Tuesday, June 21, 2011

Cost considerations

You might be wondering how cost-effective it is to keep one's own hens, rather than  buying eggs at the store.   Luckily we have been keeping detailed records with our collective.

We realized a significant savings by pooling our resources to build the coop.  Building one usually isn't cheap, even when you use reclaimed materials as much as possible.  On the other hand, our coop for 24 hens is significantly bigger than a backyard coop would need to be, so it does depend to some extent on how many chickens you wish to house and how fancy you want to go.  We paid several hundred dollars for materials.

The hens themselves are not terribly expensive.  Expect to pay $10 or less per bird.  They don't start laying until they are several months old, but once they get going, a good layer will produce an egg a day for two to three years, with production diminishing during the dark winter months.

The cost of feed depends on the quality and how much you're buying at a time.  Our calculations show that it's costing us about $1.50 per dozen eggs in feed.   You can reduce the cost of feed by giving your chickens table scraps, though this may not be as nutritionally balanced.  Or to put it slightly differently, you won't be able to control the nutritional balance as easily.

You could factor in the cost of gas to get to the coop, but you should probably also subtract something for the enjoyment and relaxation factor of being there.

Ideally, I would like backyard coop, or a communal one within easy cycling distance.  That way there would be no carbon footprint at all.  But our councillors took this option out of our hands.

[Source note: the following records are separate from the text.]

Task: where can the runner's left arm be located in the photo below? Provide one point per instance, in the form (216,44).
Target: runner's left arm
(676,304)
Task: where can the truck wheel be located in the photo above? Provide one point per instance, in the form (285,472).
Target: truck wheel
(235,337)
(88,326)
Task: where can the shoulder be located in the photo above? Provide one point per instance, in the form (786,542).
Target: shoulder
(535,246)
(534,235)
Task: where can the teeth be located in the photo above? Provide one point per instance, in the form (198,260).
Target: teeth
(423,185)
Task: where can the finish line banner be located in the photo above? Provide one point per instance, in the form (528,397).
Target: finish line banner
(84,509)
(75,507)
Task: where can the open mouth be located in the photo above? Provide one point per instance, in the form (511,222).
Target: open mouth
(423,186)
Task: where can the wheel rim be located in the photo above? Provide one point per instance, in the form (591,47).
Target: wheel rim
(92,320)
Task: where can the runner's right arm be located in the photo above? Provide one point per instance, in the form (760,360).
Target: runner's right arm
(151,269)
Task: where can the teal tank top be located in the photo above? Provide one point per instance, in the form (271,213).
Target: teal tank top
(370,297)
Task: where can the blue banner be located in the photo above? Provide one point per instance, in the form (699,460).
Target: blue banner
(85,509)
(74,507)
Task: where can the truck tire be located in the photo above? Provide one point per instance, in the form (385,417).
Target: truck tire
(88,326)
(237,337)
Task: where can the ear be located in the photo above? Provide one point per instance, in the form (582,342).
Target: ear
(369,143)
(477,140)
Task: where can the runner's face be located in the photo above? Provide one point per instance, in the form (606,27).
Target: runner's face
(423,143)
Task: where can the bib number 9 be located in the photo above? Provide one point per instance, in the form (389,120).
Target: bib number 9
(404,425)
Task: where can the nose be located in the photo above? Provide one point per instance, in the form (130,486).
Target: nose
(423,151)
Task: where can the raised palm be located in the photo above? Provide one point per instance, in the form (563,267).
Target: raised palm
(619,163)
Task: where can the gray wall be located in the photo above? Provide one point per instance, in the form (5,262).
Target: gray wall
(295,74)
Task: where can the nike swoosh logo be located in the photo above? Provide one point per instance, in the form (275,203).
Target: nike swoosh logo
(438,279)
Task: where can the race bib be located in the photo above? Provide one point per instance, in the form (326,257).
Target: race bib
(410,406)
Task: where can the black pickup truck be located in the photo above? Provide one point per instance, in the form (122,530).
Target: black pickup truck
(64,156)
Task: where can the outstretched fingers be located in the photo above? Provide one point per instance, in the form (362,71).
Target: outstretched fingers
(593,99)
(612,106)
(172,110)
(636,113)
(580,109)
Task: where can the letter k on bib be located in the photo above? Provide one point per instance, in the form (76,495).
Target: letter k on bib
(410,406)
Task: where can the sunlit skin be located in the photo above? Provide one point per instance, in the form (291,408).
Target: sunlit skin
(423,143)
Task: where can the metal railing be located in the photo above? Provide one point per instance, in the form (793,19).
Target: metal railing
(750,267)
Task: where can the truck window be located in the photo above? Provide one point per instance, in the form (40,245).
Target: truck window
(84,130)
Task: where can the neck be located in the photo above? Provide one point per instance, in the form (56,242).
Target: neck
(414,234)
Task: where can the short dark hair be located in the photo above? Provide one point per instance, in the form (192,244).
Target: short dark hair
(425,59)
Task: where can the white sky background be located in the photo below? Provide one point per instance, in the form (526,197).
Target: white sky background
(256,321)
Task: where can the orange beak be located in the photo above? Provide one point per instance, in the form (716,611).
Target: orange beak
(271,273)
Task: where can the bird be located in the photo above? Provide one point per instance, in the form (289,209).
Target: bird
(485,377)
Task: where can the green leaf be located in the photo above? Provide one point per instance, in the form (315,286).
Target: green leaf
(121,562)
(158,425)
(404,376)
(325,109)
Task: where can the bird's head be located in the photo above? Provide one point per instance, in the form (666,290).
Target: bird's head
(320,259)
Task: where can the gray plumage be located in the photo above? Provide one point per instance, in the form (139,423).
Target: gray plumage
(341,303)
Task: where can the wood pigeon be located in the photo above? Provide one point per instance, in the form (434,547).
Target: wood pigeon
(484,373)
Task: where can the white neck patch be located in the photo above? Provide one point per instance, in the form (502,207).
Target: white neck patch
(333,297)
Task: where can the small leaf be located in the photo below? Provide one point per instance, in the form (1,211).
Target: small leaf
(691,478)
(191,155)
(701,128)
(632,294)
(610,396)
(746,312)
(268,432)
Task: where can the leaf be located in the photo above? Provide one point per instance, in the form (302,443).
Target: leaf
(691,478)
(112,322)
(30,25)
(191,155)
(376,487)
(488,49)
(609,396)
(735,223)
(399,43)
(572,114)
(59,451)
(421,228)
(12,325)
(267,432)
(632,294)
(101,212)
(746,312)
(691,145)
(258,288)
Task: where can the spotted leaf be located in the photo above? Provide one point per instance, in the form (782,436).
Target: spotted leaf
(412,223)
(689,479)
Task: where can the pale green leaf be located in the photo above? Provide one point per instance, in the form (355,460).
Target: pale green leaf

And what about the education the children (and us adults) are getting about where our food comes from each time we visit the coop?  Can you attach a price tag to that?

If you're aiming for cost-savings above all other considerations, the cheapest grocery store eggs might be your option of choice.  But this choice comes with a hidden price that the commercial egg industry isn't keen for you to think about.

$2 and change will get you a dozen eggs from caged hens that spend their entire 18 month life in an extremely smelly space about 2/3 the size of one sheet of copy paper, with no room to move around in.  They never see the light of day.  The birds' beaks are clipped to prevent them from pecking each other.  When their productive time is over, they are dispatched.

Here in Windsor, the best quality grocery store eggs cost around $6/dozen, and they come from hens that are not free range.

Our hens are outdoors all day long.  They are not crowded, and there is no doubt in any of our minds that our trailer chicks enjoy 5 star treatment.  Our hens are 100% free range, and 100% organic.  When we collect our eggs, we know with 100% certainty that they were laid no more than 24 hours before.   What would be a fair market price for eggs like that?